Bowman, a former middle school principal who grew up in Manhattan, didn’t have to say much else because Hernandez knew who he was and said he was supporting him.
“I like [Eliot] Engel,” Hernandez told Bowman before giving him a fist bump. “I used to vote for him. But I heard he was away during this virus. If he’s not going to be here with the people, to hell with him.”
“I appreciate that, man,” Bowman replied.
“You’re going to win,” Hernandez said.
Since U.S. Rep. Engel made his disastrous hot mic comments a few weeks ago at a Bronx press conference addressing the unrest connected to the police killings of black people across the country, the 16-term Democratic incumbent has been playing defense in ways neither he nor his colleagues in Washington ever imagined. During the press conference with Bronx borough president Ruben Diaz Jr., Engel said, “If I didn’t have a primary, I wouldn’t care,” after Diaz refused to allow him to speak because he worried it would politicize the event.

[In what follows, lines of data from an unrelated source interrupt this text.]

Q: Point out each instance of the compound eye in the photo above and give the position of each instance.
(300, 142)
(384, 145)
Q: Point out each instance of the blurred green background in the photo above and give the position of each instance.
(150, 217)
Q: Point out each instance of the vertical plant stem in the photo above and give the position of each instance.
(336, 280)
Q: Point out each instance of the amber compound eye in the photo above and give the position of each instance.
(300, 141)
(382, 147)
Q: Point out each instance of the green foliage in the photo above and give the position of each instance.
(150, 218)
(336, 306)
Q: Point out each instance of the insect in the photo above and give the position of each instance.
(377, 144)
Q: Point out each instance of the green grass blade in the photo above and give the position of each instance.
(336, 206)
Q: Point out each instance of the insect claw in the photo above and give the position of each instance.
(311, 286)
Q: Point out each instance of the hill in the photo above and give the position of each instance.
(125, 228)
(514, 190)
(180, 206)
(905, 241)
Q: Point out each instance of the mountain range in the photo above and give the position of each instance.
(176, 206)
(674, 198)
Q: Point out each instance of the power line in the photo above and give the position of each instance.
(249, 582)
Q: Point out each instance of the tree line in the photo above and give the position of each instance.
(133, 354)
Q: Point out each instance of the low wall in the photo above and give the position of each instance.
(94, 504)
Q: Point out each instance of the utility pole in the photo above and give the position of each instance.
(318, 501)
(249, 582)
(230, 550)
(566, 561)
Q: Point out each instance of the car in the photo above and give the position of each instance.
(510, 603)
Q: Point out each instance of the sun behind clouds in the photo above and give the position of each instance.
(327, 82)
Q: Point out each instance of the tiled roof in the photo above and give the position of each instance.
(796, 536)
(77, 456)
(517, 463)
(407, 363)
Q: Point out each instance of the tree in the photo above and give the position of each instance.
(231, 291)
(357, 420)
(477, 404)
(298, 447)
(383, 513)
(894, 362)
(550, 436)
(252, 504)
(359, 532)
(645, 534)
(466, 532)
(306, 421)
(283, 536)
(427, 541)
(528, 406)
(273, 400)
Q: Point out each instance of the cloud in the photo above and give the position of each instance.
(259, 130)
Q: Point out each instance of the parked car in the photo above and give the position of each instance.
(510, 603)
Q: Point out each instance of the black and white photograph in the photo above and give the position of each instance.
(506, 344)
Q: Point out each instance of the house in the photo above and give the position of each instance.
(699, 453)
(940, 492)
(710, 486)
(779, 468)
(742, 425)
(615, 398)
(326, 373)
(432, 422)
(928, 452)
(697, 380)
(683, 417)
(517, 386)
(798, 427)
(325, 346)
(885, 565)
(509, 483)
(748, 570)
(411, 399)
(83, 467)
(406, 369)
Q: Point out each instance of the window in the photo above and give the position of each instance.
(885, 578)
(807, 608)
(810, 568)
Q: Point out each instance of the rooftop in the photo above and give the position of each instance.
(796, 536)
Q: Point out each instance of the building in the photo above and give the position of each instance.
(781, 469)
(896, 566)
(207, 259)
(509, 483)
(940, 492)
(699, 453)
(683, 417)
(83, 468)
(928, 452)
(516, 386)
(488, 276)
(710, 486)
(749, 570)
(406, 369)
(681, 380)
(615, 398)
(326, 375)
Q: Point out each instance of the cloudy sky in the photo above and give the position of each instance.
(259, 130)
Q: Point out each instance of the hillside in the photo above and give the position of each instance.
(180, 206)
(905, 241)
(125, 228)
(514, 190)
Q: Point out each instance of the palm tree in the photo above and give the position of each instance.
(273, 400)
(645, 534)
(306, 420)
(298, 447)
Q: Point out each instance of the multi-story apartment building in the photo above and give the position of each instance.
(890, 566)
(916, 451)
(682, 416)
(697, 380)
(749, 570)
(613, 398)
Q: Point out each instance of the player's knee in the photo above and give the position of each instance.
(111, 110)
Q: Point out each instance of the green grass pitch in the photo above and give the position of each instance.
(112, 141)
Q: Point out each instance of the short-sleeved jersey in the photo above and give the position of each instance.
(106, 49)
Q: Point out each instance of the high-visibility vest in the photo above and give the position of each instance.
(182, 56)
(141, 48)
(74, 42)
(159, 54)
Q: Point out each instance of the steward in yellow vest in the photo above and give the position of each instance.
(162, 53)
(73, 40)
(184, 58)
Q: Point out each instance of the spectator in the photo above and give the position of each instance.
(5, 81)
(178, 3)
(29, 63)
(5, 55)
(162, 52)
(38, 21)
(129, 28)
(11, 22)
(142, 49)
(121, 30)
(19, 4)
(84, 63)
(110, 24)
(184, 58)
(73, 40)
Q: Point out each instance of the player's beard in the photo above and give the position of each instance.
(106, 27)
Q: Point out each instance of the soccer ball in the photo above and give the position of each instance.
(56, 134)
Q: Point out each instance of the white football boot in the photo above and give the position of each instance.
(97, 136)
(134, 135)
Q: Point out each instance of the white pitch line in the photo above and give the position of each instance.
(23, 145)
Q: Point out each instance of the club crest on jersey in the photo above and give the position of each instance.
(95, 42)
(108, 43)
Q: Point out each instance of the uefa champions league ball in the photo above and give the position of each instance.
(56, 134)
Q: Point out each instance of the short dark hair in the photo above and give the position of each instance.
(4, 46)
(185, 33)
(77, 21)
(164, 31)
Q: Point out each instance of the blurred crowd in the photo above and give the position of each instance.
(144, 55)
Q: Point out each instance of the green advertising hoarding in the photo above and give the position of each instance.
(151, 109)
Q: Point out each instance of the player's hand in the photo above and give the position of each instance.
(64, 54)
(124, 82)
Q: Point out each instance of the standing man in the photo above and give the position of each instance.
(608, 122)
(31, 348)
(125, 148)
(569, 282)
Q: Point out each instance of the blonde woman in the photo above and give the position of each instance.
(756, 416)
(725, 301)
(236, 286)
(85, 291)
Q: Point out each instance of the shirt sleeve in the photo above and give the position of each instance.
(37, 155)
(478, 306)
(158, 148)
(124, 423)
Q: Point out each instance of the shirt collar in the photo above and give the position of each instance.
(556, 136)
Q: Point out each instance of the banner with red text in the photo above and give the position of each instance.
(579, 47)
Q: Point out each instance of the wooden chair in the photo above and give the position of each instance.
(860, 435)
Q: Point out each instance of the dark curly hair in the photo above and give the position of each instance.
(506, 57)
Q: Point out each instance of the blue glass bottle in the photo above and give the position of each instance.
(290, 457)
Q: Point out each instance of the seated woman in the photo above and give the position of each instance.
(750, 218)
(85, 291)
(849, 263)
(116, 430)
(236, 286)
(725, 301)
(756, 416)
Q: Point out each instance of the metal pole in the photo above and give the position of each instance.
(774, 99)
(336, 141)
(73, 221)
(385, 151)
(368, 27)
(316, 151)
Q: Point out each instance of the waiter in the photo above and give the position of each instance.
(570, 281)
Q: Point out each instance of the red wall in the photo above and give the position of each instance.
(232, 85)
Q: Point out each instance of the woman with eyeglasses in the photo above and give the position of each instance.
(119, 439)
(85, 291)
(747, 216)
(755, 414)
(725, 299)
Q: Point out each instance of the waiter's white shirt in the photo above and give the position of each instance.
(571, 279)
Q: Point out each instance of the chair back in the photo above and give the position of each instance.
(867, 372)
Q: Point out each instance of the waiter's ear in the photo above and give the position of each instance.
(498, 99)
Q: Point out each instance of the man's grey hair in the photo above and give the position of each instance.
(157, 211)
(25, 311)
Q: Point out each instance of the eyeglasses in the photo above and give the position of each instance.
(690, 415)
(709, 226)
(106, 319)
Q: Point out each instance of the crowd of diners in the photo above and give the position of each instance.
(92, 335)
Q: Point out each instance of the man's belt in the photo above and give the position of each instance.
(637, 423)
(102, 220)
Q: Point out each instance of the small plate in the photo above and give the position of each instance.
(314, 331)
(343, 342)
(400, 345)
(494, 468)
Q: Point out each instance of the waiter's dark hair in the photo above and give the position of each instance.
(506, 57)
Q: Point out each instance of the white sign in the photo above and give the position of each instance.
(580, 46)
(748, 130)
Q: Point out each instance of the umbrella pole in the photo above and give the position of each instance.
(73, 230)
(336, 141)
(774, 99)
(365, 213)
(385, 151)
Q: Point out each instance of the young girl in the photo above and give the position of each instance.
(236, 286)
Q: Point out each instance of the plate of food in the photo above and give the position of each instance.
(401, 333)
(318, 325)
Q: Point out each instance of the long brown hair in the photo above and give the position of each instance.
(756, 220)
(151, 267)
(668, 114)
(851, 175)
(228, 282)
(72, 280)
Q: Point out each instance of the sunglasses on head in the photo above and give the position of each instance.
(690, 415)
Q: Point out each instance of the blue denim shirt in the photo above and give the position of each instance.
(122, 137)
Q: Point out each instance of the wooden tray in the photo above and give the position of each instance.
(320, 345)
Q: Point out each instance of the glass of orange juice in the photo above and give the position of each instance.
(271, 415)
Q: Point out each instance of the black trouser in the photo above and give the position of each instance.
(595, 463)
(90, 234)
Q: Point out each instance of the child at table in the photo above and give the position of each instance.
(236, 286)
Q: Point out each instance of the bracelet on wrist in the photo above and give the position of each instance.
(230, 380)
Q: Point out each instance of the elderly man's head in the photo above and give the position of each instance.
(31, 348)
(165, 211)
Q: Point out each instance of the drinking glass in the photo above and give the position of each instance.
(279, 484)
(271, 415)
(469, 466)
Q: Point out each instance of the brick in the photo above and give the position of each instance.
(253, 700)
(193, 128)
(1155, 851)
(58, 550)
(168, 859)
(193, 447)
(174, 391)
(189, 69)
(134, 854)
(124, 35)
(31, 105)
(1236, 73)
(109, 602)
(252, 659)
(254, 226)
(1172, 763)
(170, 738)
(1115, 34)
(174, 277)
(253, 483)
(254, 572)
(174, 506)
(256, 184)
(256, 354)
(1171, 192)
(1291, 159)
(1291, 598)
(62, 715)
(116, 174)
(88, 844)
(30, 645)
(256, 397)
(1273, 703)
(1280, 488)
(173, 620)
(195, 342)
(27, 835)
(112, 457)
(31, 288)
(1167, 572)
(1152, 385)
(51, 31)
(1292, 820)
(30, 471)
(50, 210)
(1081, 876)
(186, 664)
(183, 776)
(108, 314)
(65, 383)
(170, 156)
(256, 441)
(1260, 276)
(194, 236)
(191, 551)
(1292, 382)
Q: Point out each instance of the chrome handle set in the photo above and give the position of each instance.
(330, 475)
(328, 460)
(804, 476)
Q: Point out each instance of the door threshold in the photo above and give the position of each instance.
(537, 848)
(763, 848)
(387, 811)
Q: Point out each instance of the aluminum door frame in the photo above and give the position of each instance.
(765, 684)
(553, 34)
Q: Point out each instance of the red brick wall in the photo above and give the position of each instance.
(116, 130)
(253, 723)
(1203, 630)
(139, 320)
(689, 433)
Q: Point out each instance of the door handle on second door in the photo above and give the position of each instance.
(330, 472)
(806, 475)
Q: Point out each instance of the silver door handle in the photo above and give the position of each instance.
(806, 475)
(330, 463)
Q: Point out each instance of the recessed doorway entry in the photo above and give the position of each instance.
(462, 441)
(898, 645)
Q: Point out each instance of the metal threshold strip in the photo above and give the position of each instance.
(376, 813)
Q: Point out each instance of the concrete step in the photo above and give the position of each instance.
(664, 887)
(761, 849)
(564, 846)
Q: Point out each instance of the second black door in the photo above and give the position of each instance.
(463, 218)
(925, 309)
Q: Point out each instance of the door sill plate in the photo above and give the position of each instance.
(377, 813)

Engel tried to apologize, but the damage was done. The Atlantic’s piece
outlining his absence away from his district during the pandemic certainly hasn’t helped, either. The incumbent who was considered very safe may now be dangerously close to losing his seat.
I asked Bowman if he felt Engel had gotten too comfortable and didn’t see him coming.
“Not just comfortable but content in the way like, ‘I’ve had this job 31 years, people keep voting me into office.’ Sixteen times so far. I guess he feels that he’s entitled to the position,” Bowman told me as he greeted commuters through his surgical mask. “That sense of entitlement is what came through in that statement and how he’s taken the voters of this district for granted for decades. That’s unacceptable and unforgivable. The gentleman who mentioned once he found out he’s not here for the people during the pandemic, it captures the same sentiment, you know?”